60 L / 13 Imp Gal / 16 US Gal
T°: 23 to 28°C or 73 to 82°F
pH: 5 to 6.5
Hardness: 1 to 5°dGH
5 to 6.5cm (2 to 2.5")
How to feed the Green Dwarf Farlowella?
This species is mainly vegetarian, and more precisely alguivorous. It is also occasionally vermivorous. The Acestridium finds part of its food in a natural way: it eats the biofilm covering the walls and decor of the aquarium.
It is not easy to feed this difficult fish. To do it right, regularly provide it with algae-covered pebbles. Make your own small culture in a separate small aquarium. Also distribute artemia or daphnia nauplias, cyclopses or periphytons.
Supplement her diet with spirulina or seaweed lozenges or foods such as zucchini, cucumber or spinach. Be aware, however, that many specimens are reluctant to eat them. It will take time and patience if you hope to acclimatize them to this type of food.
Note: Even if they eat algae, twigfish will not damage your plants.
What kind of behavior does the Green Dwarf Farlowella have?
This fish is calm, shy and very discreet: it will always try to blend in with its surroundings. It is usually active at the end of the day and at night.
It has a gregarious instinct, which means that it needs the presence of its fellow fish to flourish. Thus, you will maintain a group composed of at least 5 individuals, which is an essential parameter for its good maintenance. A single individual will be particularly prone to stress and anxiety, which ends up weakening him: he becomes more sensitive to illness than normal.
Who can live with the Green Dwarf Farlowella?
This species can quickly suffer from food competition, which is why it would be preferable to keep it in a specific aquarium.
However, it does not pose any particular cohabitation problem as it simply ignores its roommates. Therefore, it can be kept in a community aquarium with well-chosen roommates. For example, small, quiet and peaceful species swimming on the surface or in the middle of the aquarium may be suitable. Large fish, or those that are turbulent, aggressive or share the same living area should be banned.
How to breed the Green Dwarf Farlowella?
Very difficult and it is not yet perfectly mastered.
Which aquarium for the Green Dwarf Farlowella?
First of all, it is important to install this fish in a very mature aquarium with a biofilm already installed. Also note that although a volume of 60 litres may be sufficient, the larger the aquarium, the more interesting the biofilm stocks will be.
In its natural habitat, Acestridium lives in black, acidic and very soft water. The current is quite strong. To reproduce the same conditions in your aquarium, spread dried tree leaves on the floor. Usually oak, beech or catappa leaves are used. Install a filtration system powerful enough to create a strong current that will oxygenate the water.

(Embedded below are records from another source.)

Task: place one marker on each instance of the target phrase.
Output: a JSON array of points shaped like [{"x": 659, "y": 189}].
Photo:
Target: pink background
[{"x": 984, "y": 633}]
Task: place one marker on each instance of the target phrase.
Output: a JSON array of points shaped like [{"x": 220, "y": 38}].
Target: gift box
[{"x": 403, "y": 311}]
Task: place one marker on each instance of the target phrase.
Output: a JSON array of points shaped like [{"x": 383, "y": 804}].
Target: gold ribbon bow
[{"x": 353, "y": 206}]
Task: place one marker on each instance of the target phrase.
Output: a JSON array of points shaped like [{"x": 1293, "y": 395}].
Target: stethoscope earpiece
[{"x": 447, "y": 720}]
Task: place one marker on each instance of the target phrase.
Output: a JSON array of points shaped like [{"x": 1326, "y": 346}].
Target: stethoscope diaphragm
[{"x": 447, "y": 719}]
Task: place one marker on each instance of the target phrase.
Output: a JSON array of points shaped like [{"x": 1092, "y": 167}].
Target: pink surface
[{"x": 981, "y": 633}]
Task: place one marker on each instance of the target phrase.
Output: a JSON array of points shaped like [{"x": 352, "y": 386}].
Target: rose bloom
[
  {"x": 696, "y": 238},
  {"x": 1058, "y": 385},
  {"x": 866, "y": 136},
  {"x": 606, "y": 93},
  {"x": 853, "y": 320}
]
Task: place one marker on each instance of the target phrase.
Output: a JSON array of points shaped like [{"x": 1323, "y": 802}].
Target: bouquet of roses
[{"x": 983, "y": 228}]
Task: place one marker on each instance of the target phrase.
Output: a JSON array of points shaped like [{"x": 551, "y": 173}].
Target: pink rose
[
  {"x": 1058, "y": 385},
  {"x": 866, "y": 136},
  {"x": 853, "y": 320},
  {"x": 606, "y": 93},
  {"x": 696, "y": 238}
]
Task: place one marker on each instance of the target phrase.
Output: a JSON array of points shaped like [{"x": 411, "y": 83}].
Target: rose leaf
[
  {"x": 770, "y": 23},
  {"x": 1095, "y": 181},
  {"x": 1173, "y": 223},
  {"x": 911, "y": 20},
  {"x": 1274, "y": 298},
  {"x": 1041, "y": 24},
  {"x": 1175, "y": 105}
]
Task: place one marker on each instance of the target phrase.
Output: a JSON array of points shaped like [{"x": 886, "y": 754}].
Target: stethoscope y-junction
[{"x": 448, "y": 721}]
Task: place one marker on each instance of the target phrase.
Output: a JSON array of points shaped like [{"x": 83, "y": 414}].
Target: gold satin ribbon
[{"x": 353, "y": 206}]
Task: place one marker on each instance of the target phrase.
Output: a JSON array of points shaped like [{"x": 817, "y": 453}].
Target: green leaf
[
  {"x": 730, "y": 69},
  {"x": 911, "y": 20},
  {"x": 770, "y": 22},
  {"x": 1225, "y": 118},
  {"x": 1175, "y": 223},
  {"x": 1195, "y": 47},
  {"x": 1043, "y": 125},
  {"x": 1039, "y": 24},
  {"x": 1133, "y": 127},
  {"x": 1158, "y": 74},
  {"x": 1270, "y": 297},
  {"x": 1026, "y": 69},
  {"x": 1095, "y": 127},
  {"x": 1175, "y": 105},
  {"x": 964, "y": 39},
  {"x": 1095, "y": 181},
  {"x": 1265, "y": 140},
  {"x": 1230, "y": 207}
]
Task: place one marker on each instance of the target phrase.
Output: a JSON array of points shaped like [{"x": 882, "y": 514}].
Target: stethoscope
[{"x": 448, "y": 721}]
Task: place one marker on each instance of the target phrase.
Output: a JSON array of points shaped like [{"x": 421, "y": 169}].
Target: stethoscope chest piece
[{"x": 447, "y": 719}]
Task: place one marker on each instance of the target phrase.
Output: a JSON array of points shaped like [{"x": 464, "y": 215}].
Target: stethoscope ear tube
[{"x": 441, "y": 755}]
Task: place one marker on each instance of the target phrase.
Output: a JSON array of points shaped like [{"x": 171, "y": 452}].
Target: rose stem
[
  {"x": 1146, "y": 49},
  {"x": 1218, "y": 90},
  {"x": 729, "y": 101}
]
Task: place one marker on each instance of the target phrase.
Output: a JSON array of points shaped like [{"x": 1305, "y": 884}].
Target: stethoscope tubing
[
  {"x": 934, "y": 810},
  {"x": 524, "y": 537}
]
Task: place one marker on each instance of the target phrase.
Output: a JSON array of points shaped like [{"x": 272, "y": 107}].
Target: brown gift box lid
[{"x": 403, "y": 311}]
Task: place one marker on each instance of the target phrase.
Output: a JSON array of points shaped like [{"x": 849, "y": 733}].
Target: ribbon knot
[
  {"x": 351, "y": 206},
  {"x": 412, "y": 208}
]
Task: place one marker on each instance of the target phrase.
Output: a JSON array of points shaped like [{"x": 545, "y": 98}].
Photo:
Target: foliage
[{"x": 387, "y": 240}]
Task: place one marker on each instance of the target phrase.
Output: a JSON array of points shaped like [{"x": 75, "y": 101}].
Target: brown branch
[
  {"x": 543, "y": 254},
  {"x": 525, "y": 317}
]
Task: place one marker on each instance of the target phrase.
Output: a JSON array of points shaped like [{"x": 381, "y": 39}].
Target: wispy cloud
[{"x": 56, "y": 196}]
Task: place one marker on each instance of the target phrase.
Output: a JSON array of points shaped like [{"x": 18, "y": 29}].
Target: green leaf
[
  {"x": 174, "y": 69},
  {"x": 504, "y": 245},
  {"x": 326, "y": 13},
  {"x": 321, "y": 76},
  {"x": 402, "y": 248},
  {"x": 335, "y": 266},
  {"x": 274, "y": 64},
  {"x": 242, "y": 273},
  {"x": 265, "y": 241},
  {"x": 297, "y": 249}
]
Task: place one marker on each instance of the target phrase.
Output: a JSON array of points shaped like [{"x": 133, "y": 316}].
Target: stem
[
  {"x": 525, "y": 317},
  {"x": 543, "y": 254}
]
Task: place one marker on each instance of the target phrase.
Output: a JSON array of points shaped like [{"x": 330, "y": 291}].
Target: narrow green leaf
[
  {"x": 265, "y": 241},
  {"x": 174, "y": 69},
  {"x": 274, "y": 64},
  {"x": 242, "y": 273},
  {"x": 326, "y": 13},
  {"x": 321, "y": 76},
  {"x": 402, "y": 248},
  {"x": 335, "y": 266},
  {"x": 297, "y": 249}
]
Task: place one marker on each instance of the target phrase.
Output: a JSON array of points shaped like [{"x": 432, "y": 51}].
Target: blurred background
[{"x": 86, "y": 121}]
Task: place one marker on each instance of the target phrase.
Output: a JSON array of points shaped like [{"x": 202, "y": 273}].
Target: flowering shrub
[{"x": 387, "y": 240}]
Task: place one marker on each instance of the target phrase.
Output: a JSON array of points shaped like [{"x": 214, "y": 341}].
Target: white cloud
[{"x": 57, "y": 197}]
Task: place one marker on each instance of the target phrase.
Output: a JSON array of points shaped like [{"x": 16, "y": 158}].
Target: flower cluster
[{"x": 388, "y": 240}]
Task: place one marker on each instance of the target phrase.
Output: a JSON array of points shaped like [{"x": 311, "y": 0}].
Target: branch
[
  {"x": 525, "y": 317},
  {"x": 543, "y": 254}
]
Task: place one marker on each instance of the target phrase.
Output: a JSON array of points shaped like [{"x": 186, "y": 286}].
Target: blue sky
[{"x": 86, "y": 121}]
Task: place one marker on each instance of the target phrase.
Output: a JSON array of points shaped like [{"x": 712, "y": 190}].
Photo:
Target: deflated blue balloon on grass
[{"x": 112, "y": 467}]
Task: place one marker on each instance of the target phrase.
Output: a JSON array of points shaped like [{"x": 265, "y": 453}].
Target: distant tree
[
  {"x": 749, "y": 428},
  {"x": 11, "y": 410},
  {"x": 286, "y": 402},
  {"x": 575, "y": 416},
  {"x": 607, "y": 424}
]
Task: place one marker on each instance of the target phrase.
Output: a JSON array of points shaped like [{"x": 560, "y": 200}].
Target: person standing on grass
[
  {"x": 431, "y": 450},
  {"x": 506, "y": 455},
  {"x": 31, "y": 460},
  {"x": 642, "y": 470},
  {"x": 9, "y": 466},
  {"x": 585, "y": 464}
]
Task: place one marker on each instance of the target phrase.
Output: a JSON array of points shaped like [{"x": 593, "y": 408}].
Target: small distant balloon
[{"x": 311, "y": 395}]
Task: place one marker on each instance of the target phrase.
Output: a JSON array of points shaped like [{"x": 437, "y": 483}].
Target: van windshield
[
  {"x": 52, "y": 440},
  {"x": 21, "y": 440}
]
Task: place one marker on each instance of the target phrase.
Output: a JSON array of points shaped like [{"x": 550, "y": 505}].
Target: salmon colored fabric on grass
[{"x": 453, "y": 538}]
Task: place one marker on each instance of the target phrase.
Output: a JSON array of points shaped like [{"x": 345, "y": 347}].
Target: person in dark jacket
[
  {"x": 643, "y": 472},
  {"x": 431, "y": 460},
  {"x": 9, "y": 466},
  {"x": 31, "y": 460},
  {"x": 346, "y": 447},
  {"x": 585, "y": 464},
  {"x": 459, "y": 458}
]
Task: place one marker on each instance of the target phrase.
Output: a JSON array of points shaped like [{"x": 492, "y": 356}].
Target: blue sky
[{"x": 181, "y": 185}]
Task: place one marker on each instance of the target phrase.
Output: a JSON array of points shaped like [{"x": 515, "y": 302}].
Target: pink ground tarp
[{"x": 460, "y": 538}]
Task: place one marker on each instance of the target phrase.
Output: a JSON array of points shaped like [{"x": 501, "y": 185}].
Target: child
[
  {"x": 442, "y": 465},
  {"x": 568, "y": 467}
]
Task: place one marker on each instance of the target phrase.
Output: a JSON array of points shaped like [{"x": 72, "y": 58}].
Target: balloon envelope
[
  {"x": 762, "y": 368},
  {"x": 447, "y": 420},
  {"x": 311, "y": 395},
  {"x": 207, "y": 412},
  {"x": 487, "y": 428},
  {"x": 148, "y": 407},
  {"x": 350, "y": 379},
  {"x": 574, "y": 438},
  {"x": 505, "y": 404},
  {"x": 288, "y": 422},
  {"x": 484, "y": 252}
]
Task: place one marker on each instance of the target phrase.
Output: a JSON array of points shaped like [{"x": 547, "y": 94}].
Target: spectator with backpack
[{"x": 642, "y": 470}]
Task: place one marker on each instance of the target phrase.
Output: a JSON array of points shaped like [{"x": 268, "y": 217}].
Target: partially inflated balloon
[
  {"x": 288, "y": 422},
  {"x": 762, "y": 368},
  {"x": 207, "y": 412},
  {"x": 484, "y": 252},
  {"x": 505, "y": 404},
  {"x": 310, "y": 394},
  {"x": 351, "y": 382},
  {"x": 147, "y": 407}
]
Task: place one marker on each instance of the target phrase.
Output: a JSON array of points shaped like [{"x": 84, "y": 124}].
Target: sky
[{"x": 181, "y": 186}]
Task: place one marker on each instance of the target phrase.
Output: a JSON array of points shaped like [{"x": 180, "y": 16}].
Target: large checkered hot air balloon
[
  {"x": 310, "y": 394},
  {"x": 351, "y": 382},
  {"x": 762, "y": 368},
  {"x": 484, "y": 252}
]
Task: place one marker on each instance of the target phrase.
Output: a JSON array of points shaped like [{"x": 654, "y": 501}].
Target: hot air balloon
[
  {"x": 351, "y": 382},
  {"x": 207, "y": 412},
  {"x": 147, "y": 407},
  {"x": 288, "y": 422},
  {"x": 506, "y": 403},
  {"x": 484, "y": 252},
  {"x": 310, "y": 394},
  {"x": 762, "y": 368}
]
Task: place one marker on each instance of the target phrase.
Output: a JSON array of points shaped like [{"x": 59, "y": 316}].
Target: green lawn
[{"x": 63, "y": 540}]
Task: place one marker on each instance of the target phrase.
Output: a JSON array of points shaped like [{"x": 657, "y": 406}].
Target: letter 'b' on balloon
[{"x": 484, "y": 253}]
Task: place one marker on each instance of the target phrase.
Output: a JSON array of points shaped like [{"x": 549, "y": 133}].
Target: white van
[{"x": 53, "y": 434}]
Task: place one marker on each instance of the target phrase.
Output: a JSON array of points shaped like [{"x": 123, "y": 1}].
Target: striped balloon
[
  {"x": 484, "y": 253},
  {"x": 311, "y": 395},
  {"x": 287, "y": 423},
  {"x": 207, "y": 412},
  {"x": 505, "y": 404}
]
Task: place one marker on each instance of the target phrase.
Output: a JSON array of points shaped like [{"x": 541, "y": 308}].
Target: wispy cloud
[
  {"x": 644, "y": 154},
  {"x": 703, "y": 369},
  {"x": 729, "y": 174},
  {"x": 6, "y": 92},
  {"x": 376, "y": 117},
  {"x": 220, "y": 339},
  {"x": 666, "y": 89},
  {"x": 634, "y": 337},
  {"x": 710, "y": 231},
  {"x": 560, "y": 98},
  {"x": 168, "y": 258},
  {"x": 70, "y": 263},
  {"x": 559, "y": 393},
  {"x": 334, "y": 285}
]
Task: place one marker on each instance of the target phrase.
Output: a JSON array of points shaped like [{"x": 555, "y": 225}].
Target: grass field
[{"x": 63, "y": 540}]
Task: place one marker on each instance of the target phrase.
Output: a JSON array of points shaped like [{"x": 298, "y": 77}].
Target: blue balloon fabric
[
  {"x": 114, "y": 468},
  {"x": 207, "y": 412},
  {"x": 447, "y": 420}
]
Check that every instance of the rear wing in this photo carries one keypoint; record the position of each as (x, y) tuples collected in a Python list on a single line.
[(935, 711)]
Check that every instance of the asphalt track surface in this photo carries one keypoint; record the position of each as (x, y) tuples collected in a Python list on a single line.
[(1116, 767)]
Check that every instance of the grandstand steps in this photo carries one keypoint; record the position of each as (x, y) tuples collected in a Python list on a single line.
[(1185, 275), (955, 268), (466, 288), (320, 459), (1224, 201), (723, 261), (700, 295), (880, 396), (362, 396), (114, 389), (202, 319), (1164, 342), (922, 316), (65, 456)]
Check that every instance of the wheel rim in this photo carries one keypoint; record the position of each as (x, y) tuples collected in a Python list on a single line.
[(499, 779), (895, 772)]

On the planting side, don't skimp on the number of plants! Indeed, this fish appreciates very planted tanks. For the soil, choose sand that you will litter with many pebbles, smooth stones or flat rocks (like slate). Complete the decor with roots.
For water changes, twig fish prefer aged water. Prepare your replacement water a few days before the change. It is also sensitive to changes in water parameters. We recommend that you change water little but very regularly, paying attention to the clean water parameters.
Good To know
Good To know
Find all additional information!
Careful, this fish is very rare! It is one of the rarest of the Loricariidae family. It's impossible to find this fish in the trade. Get in touch with specialized clubs or breeders to get some.
This species is very fragile and particularly difficult to feed. It should therefore only be offered to experienced aquarists in search of rarity.
Its original shape is called serpentine, that is to say in the shape of a snake!
Did you know that it can change colour? Indeed, it is capable of blending into the decor: it is pale on a sandy substrate, dark on a root? You can sometimes spend several minutes looking for it! A real chameleon!
Beware, this fish can be confused with young Farlowella.